La CRE propose une hausse des tarifs réglementés, décision finale au gouvernement
La Commission de régulation de l'énergie (CRE) a transmis au gouvernement, jeudi 16 juillet, un projet de délibération préconisant une augmentation de 2,5 % des tarifs réglementés de vente de l'électricité. Si le pouvoir exécutif valide la proposition, la hausse s'appliquerait à compter du 1er août et se traduirait, selon les estimations de l'autorité, par une charge supplémentaire moyenne de 26 euros TTC par an pour les foyers encore au tarif réglementé.
Cette variation concerne un nombre important d'abonnés : à la fin mars 2026, la CRE recense "19,37 millions de clients résidentiels" titulaires d'un contrat au tarif réglementé de vente (TRVE) en France métropolitaine continentale. De plus, plusieurs offres commerciales privées restent indexées sur ce tarif, ce qui élargit l'impact potentiel de la décision au-delà des seuls contrats historiques.
"19,37 millions de clients résidentiels"
Pourquoi cette hausse et quelle portée réelle pour les ménages ?
La CRE n'expose pas dans le communiqué diffusé l'ensemble des mécanismes de calcul qui conduisent à cette proposition, mais une hausse de 2,5 % sur le TRVE a un effet direct sur la facture annuelle moyenne. Concrètement, pour un foyer payant actuellement X euros par an (valeur variable selon la consommation et l'abonnement), l'augmentation représente une surcharge médiane d'environ 26 €. Pour les ménages modestes ou à consommation élevée, l'effet en valeur absolue et relative sera différencié.
- Population concernée : 19,37 millions de clients résidentiels aux TRVE (fin mars 2026).
- Amplitude de la hausse : proposition de +2,5 % appliquée au TRVE.
- Surcoût moyen : +26 € TTC par an et par foyer concerné.
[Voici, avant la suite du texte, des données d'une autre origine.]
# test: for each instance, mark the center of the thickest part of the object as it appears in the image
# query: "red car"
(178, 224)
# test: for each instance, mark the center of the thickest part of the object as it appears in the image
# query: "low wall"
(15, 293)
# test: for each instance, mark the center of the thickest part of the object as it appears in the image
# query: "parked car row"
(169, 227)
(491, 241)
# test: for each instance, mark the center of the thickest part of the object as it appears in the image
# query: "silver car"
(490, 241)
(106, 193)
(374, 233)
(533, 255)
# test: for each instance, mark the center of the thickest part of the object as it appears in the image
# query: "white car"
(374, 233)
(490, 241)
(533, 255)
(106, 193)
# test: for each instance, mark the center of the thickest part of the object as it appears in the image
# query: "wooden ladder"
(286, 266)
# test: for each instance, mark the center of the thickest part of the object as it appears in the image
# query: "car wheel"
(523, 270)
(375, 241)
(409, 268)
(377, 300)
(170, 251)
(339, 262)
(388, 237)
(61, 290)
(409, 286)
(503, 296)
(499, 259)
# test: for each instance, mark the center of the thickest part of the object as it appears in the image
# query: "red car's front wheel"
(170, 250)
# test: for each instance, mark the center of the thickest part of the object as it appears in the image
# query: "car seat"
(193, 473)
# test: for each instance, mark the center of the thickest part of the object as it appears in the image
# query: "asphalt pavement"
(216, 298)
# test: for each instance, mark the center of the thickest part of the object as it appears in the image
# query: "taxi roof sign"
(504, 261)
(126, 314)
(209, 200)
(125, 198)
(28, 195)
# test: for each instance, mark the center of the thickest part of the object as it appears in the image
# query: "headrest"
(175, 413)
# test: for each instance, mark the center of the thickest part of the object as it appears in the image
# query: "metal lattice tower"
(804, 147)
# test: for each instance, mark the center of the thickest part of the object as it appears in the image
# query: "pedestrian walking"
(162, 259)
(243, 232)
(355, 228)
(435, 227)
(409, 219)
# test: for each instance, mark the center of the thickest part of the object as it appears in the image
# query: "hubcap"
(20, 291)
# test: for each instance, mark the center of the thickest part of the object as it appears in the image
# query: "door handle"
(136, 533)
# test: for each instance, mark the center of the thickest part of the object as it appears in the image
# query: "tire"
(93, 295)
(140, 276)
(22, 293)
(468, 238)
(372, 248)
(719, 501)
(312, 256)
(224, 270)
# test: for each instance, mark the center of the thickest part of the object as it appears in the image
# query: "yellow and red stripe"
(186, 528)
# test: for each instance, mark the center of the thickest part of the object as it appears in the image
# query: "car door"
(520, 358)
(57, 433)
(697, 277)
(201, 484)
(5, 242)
Processus décisionnel et temporalité
Le projet de délibération a été transmis au Conseil supérieur de l'énergie pour avis. Le dernier mot appartient au gouvernement, qui peut soit valider la hausse telle que proposée, l'ajuster, soit l'écarter. En fin 2025, Bercy indiquait que les prix des factures devaient rester stables au moins en 2026 et 2027 pour les trois quarts des Français abonnés au TRVE ; cette promesse pourrait être remise en cause partiellement si l'exécutif entérine la hausse proposée.
Conséquences sectorielles et enjeux pour les consommateurs
Au plan macroéconomique, une hausse réglementée agit comme un point d'ancrage pour de nombreuses offres commerciales indexées et peut influer sur la dynamique tarifaire globale du marché de détail de l'électricité. Pour les consommateurs, même un mouvement apparemment modeste (+2,5 %) pèse sur le budget des ménages et sur les politiques d'aide ciblée : les acteurs publics et les fournisseurs devront anticiper les demandes d'information et les éventuelles mesures d'accompagnement pour les plus fragiles.
| Élément | Valeur |
|---|---|
| Proposition de hausse | 2,5 % |
| Impact moyen annuel par foyer | +26 € TTC |
| Clients au TRVE (fin mars 2026) | 19,37 millions |
La maîtrise des prix de l'énergie reste un enjeu politique et social majeur. La décision attendue du gouvernement sera scrutée par les associations de consommateurs, les collectivités et les acteurs du marché. Au-delà de l'effet chiffré, c'est la direction prise pour les mois à venir, dans un contexte où la volatilité des marchés de l'énergie et les choix de politique publique influencent directement la facture des ménages, qui sera mise en lumière.